You’ve wanted to do something about this fat hating culture for a while now, right? You’ve wanted to give a piece of your mind to the $60 billion diet industry, right? You’ve wanted to have a real and lasting impact on how our culture treats fat people, right?

Well, this is it. This is the moment you’ve been waiting for. Yesterday, I wrote about out the Children’s Hospital of Atlanta (CHOA) has not only created this horribly shaming campaign against fat children, but they are delighting in the “controversial” status of it. They don’t give a damn about the kids who see the billboards and internalize the shame. They think that’s part of the “success” they want to see.

We need to tell them otherwise.

Yesterday, over a thousand people read that post. Imagine if a thousand people called CHOA each day and demanded that they end this campaign. You are one of those thousand and we need you to use your voice to send the message that this is not acceptable.

I have two direct contacts… the first is the PR Director, Kevin McClelland. When I call CHOA, they redirect me to him. The second is the Medical Director, Stephanie Walsh, who is handling all of the interviews for this campaign.

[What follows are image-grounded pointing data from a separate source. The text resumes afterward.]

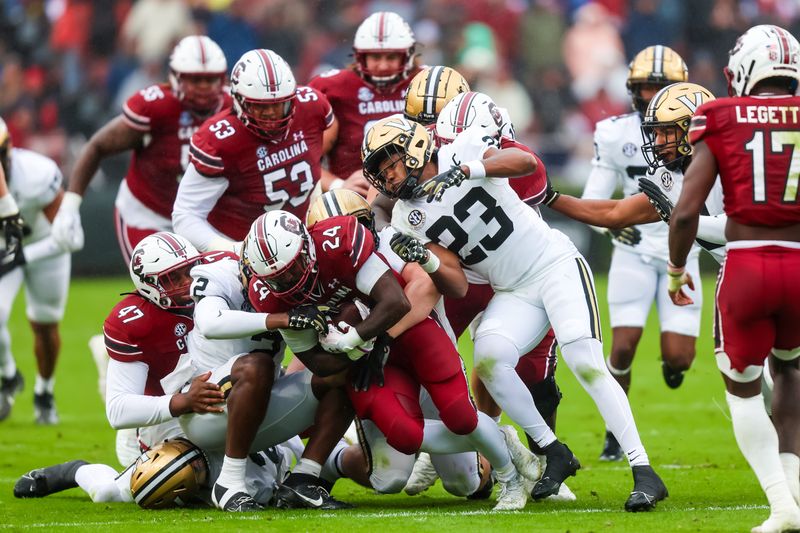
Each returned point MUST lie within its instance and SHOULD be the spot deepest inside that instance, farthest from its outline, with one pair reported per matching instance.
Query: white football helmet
(763, 51)
(160, 267)
(469, 110)
(279, 251)
(384, 31)
(193, 57)
(262, 77)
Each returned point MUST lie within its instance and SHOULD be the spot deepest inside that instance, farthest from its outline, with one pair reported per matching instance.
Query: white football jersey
(221, 279)
(484, 222)
(671, 183)
(618, 160)
(397, 264)
(34, 183)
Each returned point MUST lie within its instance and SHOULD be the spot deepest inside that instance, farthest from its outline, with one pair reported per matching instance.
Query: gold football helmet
(168, 475)
(655, 65)
(388, 141)
(341, 202)
(430, 90)
(666, 124)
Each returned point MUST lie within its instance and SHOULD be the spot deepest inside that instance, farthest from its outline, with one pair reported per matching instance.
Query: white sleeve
(197, 196)
(214, 319)
(369, 273)
(126, 404)
(712, 229)
(299, 341)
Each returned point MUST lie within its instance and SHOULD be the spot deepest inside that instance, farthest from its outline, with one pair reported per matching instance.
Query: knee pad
(546, 395)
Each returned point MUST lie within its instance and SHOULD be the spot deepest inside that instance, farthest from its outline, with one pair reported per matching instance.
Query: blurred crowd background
(559, 66)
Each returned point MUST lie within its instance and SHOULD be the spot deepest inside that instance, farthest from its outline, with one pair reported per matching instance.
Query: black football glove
(310, 316)
(369, 369)
(658, 199)
(434, 188)
(11, 256)
(550, 194)
(630, 235)
(410, 249)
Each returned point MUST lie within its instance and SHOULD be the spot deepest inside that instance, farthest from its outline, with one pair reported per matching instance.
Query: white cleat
(564, 495)
(778, 522)
(422, 477)
(513, 495)
(97, 346)
(524, 460)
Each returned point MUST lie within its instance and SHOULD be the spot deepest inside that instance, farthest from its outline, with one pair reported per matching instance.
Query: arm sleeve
(712, 229)
(126, 405)
(215, 320)
(197, 196)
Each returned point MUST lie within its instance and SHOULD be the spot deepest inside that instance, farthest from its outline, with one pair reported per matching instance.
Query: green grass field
(687, 434)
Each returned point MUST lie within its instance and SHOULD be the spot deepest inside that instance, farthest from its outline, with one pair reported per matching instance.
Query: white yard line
(355, 514)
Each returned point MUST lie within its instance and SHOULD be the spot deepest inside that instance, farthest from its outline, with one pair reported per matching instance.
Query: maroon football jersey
(342, 245)
(357, 105)
(159, 163)
(532, 187)
(263, 175)
(756, 143)
(139, 330)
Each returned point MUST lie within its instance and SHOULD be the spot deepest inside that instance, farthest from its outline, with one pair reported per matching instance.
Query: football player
(369, 89)
(423, 352)
(638, 263)
(33, 256)
(156, 124)
(262, 155)
(745, 138)
(549, 283)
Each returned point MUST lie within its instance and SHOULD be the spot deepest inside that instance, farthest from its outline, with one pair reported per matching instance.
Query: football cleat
(422, 477)
(524, 460)
(303, 491)
(45, 481)
(778, 522)
(44, 409)
(561, 464)
(611, 449)
(233, 501)
(9, 388)
(513, 494)
(648, 490)
(673, 378)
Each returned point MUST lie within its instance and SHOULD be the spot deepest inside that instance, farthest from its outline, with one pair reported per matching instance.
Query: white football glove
(345, 339)
(66, 228)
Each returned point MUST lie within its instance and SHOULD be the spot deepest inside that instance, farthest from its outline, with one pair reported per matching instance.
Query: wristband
(71, 200)
(8, 206)
(476, 169)
(432, 264)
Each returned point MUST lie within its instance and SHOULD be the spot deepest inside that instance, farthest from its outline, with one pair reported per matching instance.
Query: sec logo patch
(416, 218)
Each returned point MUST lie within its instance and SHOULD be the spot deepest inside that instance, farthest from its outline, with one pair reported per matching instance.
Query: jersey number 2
(460, 237)
(778, 139)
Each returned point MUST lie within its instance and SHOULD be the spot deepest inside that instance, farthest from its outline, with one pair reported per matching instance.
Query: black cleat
(44, 409)
(672, 377)
(648, 489)
(303, 491)
(232, 501)
(9, 388)
(561, 464)
(611, 449)
(45, 481)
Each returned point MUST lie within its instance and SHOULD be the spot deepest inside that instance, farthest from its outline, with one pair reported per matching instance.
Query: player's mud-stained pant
(291, 410)
(533, 367)
(424, 356)
(758, 307)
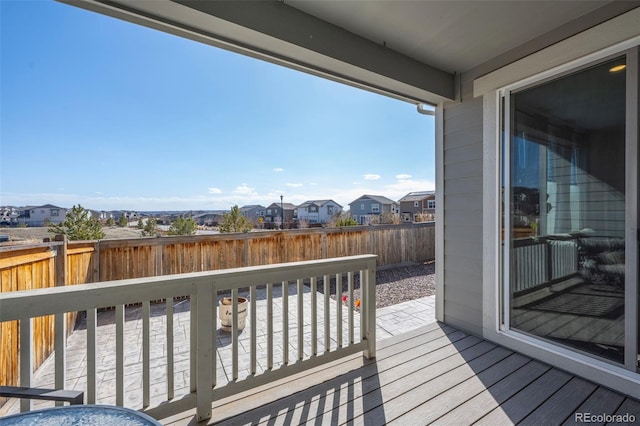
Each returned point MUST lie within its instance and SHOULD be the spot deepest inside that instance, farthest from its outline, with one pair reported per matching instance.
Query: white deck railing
(314, 337)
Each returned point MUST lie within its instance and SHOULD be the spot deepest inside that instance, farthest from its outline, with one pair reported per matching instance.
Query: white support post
(327, 314)
(193, 338)
(146, 354)
(214, 337)
(204, 351)
(170, 372)
(26, 359)
(370, 308)
(314, 316)
(300, 320)
(351, 305)
(120, 355)
(60, 340)
(92, 326)
(339, 309)
(254, 325)
(285, 322)
(234, 334)
(269, 326)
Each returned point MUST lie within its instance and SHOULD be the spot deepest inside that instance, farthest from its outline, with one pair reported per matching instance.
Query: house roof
(417, 196)
(412, 50)
(47, 206)
(286, 206)
(251, 207)
(379, 198)
(318, 203)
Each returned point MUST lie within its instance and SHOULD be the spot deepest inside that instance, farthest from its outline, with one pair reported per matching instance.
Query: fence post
(370, 309)
(60, 322)
(204, 350)
(96, 262)
(323, 242)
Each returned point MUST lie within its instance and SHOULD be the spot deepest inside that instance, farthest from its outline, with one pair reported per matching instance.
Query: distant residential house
(418, 206)
(205, 219)
(274, 214)
(101, 215)
(370, 208)
(318, 211)
(255, 213)
(9, 215)
(42, 215)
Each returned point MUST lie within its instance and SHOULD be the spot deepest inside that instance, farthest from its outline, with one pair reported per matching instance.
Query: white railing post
(26, 359)
(204, 350)
(370, 310)
(92, 325)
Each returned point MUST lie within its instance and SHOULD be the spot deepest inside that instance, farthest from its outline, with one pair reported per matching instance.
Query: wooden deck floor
(435, 374)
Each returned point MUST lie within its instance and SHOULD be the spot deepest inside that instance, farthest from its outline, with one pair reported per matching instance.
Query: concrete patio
(390, 321)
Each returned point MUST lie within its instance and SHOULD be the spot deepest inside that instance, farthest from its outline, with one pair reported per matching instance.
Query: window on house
(565, 209)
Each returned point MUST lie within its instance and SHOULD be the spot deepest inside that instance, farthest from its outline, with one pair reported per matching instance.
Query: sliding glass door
(568, 263)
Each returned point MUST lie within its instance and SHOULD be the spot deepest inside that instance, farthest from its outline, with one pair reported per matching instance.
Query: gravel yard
(395, 285)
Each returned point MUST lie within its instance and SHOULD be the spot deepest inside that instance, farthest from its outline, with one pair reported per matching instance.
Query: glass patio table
(80, 415)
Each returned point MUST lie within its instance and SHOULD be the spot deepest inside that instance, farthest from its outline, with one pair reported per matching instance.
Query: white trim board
(618, 33)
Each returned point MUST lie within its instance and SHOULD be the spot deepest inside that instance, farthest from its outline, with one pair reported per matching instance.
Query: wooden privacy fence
(59, 263)
(146, 257)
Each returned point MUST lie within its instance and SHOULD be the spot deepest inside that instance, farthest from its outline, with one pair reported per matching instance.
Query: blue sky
(111, 115)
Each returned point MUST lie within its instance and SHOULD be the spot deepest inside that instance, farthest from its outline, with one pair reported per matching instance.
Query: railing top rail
(15, 248)
(34, 303)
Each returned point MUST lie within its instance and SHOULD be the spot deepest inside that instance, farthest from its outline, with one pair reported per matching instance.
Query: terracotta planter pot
(225, 313)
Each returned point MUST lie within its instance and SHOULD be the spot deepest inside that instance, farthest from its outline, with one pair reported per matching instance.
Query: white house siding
(463, 215)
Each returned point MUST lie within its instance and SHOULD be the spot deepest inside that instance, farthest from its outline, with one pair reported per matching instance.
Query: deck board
(433, 375)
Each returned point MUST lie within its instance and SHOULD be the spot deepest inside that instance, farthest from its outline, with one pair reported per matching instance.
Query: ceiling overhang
(278, 33)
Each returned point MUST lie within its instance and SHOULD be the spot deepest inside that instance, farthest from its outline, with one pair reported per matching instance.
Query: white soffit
(615, 33)
(178, 19)
(454, 36)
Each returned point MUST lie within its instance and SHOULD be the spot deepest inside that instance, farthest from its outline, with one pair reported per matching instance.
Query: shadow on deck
(435, 374)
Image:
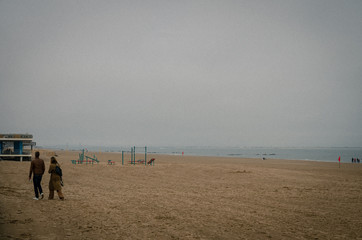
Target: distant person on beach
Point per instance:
(55, 182)
(37, 169)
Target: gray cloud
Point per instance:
(240, 73)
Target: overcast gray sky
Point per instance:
(182, 73)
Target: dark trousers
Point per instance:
(37, 186)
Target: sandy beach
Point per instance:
(184, 197)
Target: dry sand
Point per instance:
(185, 198)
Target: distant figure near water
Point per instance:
(37, 169)
(55, 180)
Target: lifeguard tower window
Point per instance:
(17, 147)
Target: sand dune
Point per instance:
(185, 197)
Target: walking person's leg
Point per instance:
(35, 182)
(60, 194)
(40, 188)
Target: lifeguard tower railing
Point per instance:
(16, 146)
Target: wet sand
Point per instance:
(184, 197)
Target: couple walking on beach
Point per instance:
(37, 169)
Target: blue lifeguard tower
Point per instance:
(16, 146)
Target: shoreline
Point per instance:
(189, 197)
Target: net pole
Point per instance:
(145, 155)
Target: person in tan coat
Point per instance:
(55, 180)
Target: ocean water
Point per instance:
(313, 154)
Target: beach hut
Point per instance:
(16, 146)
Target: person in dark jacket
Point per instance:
(37, 168)
(55, 180)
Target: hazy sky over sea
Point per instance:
(182, 73)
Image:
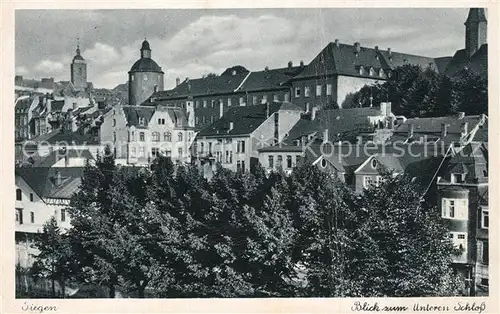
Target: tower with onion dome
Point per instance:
(144, 78)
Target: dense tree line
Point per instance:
(417, 92)
(165, 231)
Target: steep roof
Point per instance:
(342, 59)
(341, 123)
(145, 65)
(460, 61)
(133, 113)
(268, 79)
(433, 127)
(227, 82)
(245, 119)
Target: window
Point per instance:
(484, 218)
(328, 89)
(318, 90)
(307, 91)
(367, 181)
(19, 216)
(167, 137)
(297, 92)
(156, 136)
(454, 208)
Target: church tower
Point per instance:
(79, 70)
(145, 77)
(475, 30)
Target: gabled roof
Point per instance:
(433, 126)
(342, 59)
(341, 123)
(133, 113)
(268, 79)
(245, 119)
(43, 180)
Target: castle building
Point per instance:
(79, 71)
(145, 77)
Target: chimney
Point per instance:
(357, 47)
(410, 130)
(464, 128)
(313, 113)
(444, 130)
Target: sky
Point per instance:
(194, 42)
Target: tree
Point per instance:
(55, 260)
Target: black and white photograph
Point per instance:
(170, 153)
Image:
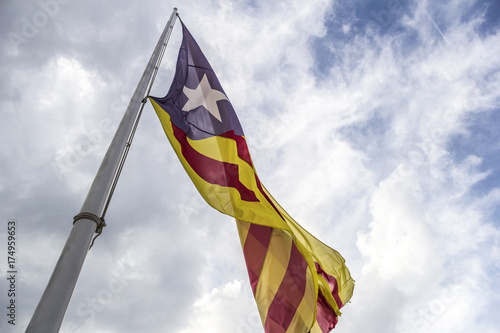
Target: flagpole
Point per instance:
(49, 313)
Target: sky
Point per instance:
(375, 124)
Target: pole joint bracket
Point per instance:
(98, 220)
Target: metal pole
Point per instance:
(49, 314)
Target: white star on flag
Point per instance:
(204, 95)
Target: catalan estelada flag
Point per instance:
(298, 282)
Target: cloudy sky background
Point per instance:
(374, 123)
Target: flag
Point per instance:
(298, 282)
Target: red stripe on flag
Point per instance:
(255, 250)
(241, 145)
(332, 282)
(213, 171)
(290, 292)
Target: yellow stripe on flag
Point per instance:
(273, 270)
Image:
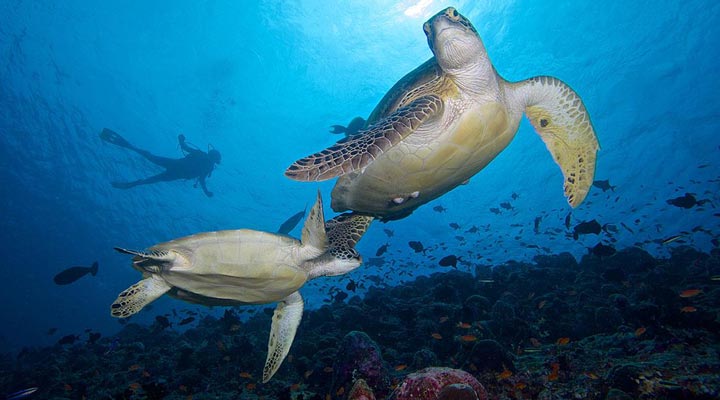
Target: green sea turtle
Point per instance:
(247, 267)
(445, 121)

I want you to call them and email them, flood their voicemail and email, telling them exactly what you think of this program

Linda Matzigkeit (doing interviews in defense of the billboards)
Vice President of CHOA
404 785 7824 (her admin’s number, so please be polite)
linda.matzigkeit@choa.org

Stephanie Walsh (doing interviews in defense of the billboards)
Medical Director of CHOA
404 785 6104 (her admin’s number, so please be polite)
stephanie.walsh@choa.org

Kevin McClelland (who they direct you to for complaints about the billboards)
Public Relations Director for CHOA
404 785 7600
kevin.mcclelland@choa.org

Children’s Foundation
404-785-4483
choagiving@choa.org

Then, I want you to share this information with one other person who you know will be pissed about this campaign as well. Give them the numbers or emails and ask them to call and support us.

Today, we are focusing directly on CHOA, but next week we will begin to target CHOA’s corporate sponsors.

If you want to change this culture, you have to take action, and this is a quick and simple bit of armchair activism that will directly impact the lives of fat children in Georgia.

Imagine driving down the highway and seeing one of these billboards with a cruel, heartless fat joke underneath. How would that make you feel? CHOA thinks it makes fat kids feel “motivated & empowered.” Do you agree? If not, call them and tell them.